Text Rendering Performance

This is a rather long question so if you make it to the end, thank you.
I’m looking for any suggestions that might help me, even if it’s a totally different solution.

With RLP removing all other speech issue,
the rendering of Text has become the biggest bottleneck in our application.

In the application I define the concept of a TextElement,
basically a string that will be rendered within a master bitmap
with additional properties such as width, height, alignment, scrolling, offset, etc…

Let’s say I have a master bitmap with a size of 64x16
and inside (or on top of, however you want to look at it) I
draw the various fields.

Since the fields have a certain width and an X/Y position in the master bitmap, if the text I’m drawing exceeds that width it should simply be truncated.

Previously I looked at the Bitmap.DrawTextInRect() methods,
but they do not behave as expected. For example, text is correctly
trimmed on the right side but not on the left side (negative values of X, although that’s not important for this discussion).
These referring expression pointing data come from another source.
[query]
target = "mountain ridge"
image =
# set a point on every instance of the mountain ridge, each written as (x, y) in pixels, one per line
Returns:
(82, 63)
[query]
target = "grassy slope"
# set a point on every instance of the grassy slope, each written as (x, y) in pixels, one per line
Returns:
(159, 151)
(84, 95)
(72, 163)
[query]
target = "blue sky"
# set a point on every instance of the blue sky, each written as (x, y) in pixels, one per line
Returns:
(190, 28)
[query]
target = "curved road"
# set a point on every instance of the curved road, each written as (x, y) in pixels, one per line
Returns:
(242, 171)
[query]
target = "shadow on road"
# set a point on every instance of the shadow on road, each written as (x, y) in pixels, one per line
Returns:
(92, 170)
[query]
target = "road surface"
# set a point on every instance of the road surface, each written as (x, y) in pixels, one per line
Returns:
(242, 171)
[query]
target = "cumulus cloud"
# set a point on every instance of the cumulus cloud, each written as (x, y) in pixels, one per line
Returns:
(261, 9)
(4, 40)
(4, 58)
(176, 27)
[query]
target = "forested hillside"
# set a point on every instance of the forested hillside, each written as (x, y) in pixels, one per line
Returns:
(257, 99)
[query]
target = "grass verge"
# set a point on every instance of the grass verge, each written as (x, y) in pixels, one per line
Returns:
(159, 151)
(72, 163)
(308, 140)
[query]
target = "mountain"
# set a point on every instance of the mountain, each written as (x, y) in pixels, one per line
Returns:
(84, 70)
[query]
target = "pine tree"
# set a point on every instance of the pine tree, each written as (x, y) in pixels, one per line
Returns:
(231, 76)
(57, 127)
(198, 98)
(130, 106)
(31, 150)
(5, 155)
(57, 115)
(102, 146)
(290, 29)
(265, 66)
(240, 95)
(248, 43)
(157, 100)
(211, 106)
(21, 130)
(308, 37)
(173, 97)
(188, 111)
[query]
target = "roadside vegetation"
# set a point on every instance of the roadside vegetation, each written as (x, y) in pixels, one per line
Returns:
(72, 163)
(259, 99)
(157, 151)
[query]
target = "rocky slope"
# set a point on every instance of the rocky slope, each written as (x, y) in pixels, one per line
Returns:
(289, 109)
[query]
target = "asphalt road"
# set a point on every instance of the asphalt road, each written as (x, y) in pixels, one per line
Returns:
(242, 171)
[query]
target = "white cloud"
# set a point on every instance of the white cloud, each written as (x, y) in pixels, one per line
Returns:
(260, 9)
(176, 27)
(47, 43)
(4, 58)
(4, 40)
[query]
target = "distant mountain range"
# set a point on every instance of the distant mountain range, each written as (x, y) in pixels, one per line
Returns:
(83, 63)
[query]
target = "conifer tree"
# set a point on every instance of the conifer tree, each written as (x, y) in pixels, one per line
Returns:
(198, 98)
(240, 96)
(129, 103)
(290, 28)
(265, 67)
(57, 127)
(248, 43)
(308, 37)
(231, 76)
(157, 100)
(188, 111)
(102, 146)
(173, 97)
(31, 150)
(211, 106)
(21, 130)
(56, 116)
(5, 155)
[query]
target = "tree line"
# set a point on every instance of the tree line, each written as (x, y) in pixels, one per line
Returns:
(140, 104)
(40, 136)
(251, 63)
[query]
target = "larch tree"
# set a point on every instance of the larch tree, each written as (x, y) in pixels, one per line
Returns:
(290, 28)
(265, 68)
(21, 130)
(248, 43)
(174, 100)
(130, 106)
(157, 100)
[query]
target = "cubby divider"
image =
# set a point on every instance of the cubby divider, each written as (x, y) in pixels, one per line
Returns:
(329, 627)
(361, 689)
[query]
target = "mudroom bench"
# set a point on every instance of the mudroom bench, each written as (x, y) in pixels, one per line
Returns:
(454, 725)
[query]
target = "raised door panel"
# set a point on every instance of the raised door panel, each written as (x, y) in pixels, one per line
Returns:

In summary the
behaviour of those methods make it really hard to properly scroll text, etc…

So I had to fall back to drawing a bitmap within a bitmap.

Consider the following Render() method:

public void Render(Bitmap surface)
{
    using (var bitmap = new Bitmap(this.Width, this.Height))
    {
        bitmap.DrawText(Text, TextFont, Color.White, GetAlignedTextXOffset(), TextYOffset);
        surface.DrawImage(X, Y, bitmap, 0, 0, Width, Height);
    }
    UpdateTextXOffset();
}

This little construct allows me to display, scroll, align, flash, etc… text but is far from efficient.

If I only need to draw a few fields, there’s no problem,
but when the number of fields increases so does the time to render everything, really slowing things down.

Just to give you an idea of how fields are rendered:

var surface = new Bitmap(64,16);
for(int i = 0; i < fields.Length; i++)
{
    fields[i].Render(surface);
}

var surfaceBitmap = surface.GetBitmap();
var ledBitmap = new byte[size / 8];

rlp.Convert32BPPBitmapToLedBitmap(surfaceBitmap, ledBitmap, width, height);
rlp.SendData(null, ledBitmap);

My first idea to speed things up was to remove the inner bitmap in the Render() method and extract it somewhere else so a single bitmap could be passed into the Render() method of all field instances, but since nog every field has the same dimensions it would defeat the reason I introduced it in the first place (to correctly trim texts).

So I’m wondering if anybody has suggestions of how I could optimize this process.

Controllers like this have been developed for years by C developers (on the classic micro controllers) so I’m wondering what do they normally use to render text?

Is there a native way to render tinyfont text?

In any case, thnx for reading :slight_smile:

Do you use different size fonts or it is always the same size?

If same size, then you can RLP the draw text routine to fit your exact needs and it will be very fast

That depends on the demands of the customer.
The idea is we generate a font for them based on their requirements.
(Using the tiny font tool).

In 90% of the cases only one font will be used at a time,
but it’s quite possible a customer will use different fonts for different fields on the screen.

Gus,

Can you explain why it would make things easy if they are the same size?
I know our chinese developers always hammered on the size as well (the height only in their case) but they never explained why.

And how exactly would you draw it then ?

Thnx.

The internal NETMF code for drawing text is not simple. It renders fonts of all shapes and all sizes. This comes are performance price.

Now, you can tweak your own character writing algorithm to be very fast but then you can’t dynamically use any font you like.